If it's a Hugging Face Llama model, try adding this part in your config and it should work:
model.config.architectures = ['LlamaForCausalLM']
Here is the model architecture:
LlamaForCausalLM(
(model): LlamaModel(
(embed_tokens): Embedding(65024, 6656)
(layers): ModuleList(
(0-57): 58 x LlamaDecoderLayer(
(self_attn): LlamaSdpaAttention(
(q_proj): Linear(in_features=6656, out_features=6656, bias=True)
(k_proj): Linear(in_features=6656, out_features=512, bias=True)
(v_proj): Linear(in_features=6656, out_features=512, bias=True)
(o_proj): Linear(in_features=6656, out_features=6656, bias=False)
(rotary_emb): LlamaRotaryEmbedding()
)
(mlp): LlamaMLP(
(gate_proj): Linear(in_features=6656, out_features=22272, bias=False)
(up_proj): Linear(in_features=6656, out_features=22272, bias=False)

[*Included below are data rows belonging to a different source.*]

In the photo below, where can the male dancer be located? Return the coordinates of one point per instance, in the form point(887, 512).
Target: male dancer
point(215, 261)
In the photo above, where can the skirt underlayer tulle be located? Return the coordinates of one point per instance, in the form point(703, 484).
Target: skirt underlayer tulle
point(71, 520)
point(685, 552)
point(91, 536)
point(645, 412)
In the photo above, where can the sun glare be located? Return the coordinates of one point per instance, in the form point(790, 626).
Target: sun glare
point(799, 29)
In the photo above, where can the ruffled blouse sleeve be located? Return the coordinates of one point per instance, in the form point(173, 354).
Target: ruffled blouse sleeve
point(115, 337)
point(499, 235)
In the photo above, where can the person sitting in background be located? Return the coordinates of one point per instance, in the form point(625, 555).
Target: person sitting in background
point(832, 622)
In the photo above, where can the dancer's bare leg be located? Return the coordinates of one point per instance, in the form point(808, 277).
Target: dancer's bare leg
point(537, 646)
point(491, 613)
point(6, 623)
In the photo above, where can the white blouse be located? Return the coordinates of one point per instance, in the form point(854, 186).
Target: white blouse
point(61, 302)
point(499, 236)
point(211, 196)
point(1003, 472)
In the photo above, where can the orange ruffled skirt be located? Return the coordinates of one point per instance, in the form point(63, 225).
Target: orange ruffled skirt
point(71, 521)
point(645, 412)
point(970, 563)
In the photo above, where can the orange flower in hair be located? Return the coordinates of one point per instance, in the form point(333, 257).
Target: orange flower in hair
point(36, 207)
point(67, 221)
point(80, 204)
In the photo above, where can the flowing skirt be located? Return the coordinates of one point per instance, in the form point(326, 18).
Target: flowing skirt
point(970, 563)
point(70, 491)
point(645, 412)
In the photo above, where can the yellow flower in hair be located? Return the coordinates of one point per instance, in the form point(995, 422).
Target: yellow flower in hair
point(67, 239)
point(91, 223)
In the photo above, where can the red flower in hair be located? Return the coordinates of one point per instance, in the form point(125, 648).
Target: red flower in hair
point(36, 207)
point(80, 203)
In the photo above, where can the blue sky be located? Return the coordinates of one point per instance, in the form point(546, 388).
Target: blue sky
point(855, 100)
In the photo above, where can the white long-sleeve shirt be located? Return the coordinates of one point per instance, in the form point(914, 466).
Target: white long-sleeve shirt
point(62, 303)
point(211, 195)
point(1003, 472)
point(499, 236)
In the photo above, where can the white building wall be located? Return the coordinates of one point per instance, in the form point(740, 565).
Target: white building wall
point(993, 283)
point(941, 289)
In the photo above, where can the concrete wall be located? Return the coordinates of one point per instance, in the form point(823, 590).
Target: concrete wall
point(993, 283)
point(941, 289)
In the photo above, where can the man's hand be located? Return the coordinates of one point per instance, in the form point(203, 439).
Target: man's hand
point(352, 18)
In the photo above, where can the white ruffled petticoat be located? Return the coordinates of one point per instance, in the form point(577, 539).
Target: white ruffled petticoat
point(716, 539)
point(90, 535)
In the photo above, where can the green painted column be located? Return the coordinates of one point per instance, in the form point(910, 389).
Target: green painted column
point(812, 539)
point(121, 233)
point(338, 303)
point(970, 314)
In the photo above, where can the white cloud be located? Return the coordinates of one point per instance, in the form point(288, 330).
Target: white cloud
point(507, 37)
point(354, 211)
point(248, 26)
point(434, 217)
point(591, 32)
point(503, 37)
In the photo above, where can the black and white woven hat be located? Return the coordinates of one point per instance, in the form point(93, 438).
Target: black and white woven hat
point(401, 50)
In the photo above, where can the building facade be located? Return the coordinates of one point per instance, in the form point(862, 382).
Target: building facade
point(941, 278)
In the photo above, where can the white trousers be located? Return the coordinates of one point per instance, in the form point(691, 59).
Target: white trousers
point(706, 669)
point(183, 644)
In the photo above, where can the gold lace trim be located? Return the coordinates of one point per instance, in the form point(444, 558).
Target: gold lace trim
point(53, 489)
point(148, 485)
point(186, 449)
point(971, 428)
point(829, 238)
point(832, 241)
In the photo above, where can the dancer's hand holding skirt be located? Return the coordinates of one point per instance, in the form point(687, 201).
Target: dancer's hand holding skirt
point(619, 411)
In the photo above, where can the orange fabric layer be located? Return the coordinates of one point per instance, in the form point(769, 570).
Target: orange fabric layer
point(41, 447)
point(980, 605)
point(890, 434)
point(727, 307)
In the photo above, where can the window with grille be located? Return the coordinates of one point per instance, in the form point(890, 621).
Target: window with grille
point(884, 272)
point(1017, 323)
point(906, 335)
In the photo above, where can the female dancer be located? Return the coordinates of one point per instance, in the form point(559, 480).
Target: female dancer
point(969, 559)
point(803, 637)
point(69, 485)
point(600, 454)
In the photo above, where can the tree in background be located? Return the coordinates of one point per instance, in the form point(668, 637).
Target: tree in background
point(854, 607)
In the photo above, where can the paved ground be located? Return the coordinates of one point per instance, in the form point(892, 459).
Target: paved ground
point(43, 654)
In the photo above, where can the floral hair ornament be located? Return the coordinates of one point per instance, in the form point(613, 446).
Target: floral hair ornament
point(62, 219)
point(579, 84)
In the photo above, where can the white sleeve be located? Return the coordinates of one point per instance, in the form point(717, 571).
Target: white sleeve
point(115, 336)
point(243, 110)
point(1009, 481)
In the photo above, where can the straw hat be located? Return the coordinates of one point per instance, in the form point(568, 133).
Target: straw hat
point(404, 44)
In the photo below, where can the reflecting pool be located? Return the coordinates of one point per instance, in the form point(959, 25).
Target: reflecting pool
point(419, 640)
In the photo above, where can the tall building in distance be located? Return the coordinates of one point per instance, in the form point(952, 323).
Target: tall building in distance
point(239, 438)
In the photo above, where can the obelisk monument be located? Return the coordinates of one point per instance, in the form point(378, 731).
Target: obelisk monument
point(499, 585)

(down_proj): Linear(in_features=22272, out_features=6656, bias=False)
(act_fn): SiLU()
)
(input_layernorm): LlamaRMSNorm()
(post_attention_layernorm): LlamaRMSNorm()
)
)
(norm): LlamaRMSNorm()
)
(lm_head): Linear(in_features=6656, out_features=65024, bias=False)
)
I load the fp16 model and quantize it successdully. But when I want to load the quantized model, the above error occurs.
#Load model on the CPU
######################
model = AutoModelForCausalLM.from_pretrained(
model_path, low_cpu_mem_usage=True, torch_dtype=compute_dtype, trust_remote_code=True)
tokenizer = AutoTokenizer.from_pretrained(model_path,trust_remote_code=True)
#Quantize the model
#####################
quant_config = BaseQuantizeConfig(nbits=4, group_size=128)
AutoHQQHFModel.quantize_model(model, quant_config=quant_config,
compute_dtype=compute_dtype,
device=device)
#Save the quantized model
AutoHQQHFModel.save_quantized(model, save_dir)
Did you try ?
model.config.architectures = ['LlamaForCausalLM']
Otherwise, put it in the config json file: https://huggingface.co/meta-llama/Llama-2-7b-hf/blob/main/config.json#L3-L5
What happens is that it doesn't know what kind of architecture it is at load time, that's why it breaks, so the trick above should work. The other option would be using something like (would only work properly if it's the same logic as HF's llama model definition):
from hqq.models.hf.llama import LlamaHQQ
model = LlamaHQQ.from_pretrained(....)
LlamaHQQ.save_quantized(...)
model - LlamaHQQ.from_quantized(...)
Got it.
model.config.architectures = ['LlamaForCausalLM']
works~
Thanks!
Hi, I met the following error when I tried to load a llama model:
I use PyTorch==2.2.0 and Transformers==4.39.0. How to solve this problem? looking forward to your reply.